While air conditioning (AC) might seem to be the solution (and indeed might increasingly be vital to survival for many people), there are downsides. Critically, it contributes to the problem we’re trying to fix:

  • There are wide variations in efficiency between AC units, and in the power sources they use. The spaces they cool aren’t all efficiently insulated either.
  • Many ACs use chemicals like hydrofluorocarbons (HFCs), which can be upward of 12,000 times more potent at trapping heat in the atmosphere than carbon dioxide.

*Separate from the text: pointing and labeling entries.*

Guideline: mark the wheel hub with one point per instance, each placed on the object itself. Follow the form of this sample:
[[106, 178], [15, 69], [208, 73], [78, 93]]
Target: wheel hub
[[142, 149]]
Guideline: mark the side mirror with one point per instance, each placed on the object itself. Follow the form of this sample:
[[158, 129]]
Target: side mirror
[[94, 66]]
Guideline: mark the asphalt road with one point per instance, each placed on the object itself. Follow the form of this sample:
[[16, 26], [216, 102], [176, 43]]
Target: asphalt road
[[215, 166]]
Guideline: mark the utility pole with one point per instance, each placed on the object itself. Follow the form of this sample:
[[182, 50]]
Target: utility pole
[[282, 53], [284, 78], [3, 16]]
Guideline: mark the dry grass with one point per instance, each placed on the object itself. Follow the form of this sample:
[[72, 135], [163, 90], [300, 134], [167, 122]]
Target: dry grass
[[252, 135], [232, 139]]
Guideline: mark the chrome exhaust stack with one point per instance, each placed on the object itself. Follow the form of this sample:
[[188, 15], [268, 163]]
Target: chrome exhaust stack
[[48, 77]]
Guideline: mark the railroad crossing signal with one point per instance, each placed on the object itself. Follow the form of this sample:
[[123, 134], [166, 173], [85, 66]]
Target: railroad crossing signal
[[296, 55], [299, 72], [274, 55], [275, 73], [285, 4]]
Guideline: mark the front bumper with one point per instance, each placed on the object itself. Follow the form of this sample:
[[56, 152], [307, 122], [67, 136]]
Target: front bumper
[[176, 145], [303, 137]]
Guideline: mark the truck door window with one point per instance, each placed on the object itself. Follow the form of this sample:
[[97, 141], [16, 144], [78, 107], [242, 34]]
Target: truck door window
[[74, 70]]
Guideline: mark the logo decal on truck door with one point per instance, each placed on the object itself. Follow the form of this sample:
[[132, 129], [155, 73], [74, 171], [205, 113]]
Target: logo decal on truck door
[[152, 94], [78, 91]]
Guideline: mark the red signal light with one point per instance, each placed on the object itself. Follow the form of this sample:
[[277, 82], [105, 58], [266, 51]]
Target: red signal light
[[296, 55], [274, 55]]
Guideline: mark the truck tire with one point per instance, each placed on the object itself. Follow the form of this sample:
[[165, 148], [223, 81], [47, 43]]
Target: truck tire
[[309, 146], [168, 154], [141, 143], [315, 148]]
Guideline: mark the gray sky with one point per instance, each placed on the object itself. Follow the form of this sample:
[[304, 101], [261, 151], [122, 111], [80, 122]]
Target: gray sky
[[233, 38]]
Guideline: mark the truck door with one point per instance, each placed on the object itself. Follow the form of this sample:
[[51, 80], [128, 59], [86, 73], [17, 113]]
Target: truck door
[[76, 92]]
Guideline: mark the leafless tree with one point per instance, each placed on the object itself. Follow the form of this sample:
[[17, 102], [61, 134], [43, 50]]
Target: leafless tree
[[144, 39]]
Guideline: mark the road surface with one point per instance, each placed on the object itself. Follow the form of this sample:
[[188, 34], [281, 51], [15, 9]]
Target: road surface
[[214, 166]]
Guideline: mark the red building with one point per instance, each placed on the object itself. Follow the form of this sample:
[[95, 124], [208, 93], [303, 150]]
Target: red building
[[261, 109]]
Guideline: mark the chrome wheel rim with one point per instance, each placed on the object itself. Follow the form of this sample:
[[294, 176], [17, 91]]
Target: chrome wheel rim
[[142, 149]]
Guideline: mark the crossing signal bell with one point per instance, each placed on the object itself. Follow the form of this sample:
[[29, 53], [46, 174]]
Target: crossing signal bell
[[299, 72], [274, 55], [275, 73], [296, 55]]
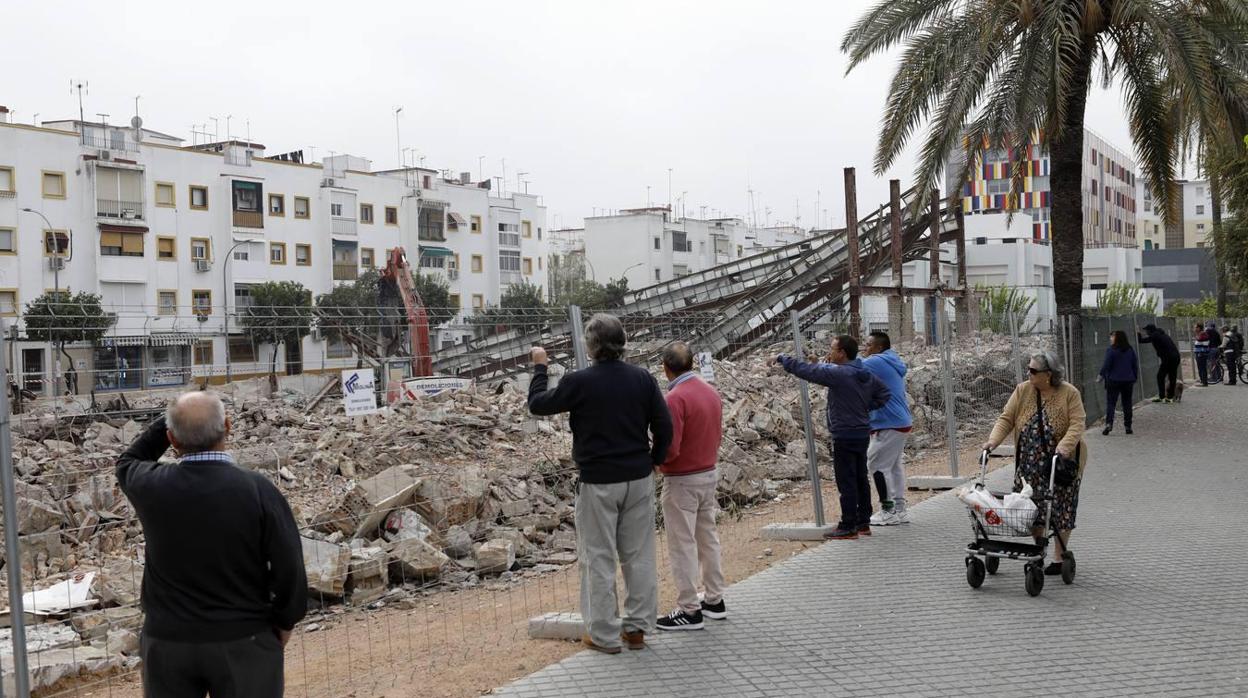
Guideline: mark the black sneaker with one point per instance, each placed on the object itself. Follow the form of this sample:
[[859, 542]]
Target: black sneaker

Air conditioning units are also very power-hungry. A small unit cooling a single room, on average, consumes more power than running four fridges. During a heatwave in Beijing in 2018, it’s estimated that 50% of the power capacity was going to air conditioning. The implications of increased air conditioning use in a world in which many countries are experiencing energy crises are frightening. “These are ‘oh shit’ moments.” says John Dulac, an analyst at the International Energy Agency (IEA).

What should employers do?

  • If you must rely on air conditioning to cool your space, make sure it is the most efficient available, and that it doesn’t use HFCs.
  • Ensure that spaces are properly insulated.
  • Consider running AC systems powered by solar energy.
  • Consider misting and ventilation systems and cool roofs designed to reflect more sunlight than a conventional roof.
  • Consider flexible working hours, worker rotation, changes to the dress code or changing the location of a business.

Climate curved balls and unintended consequences

It would be ironic if employees who campaigned for the right to continue to work from home post-pandemic were driven back to offices not by a management decree but by the lure of a temperature-controlled workspace. This is increasingly an issue: given the war in Ukraine and rising energy costs worldwide, pundits are predicting a long, cold winter. ESG committees are increasingly having to factor such conditions into their risk models, especially as short-term fixes (like aircon for all) have longer-term, irreversible environmental consequences.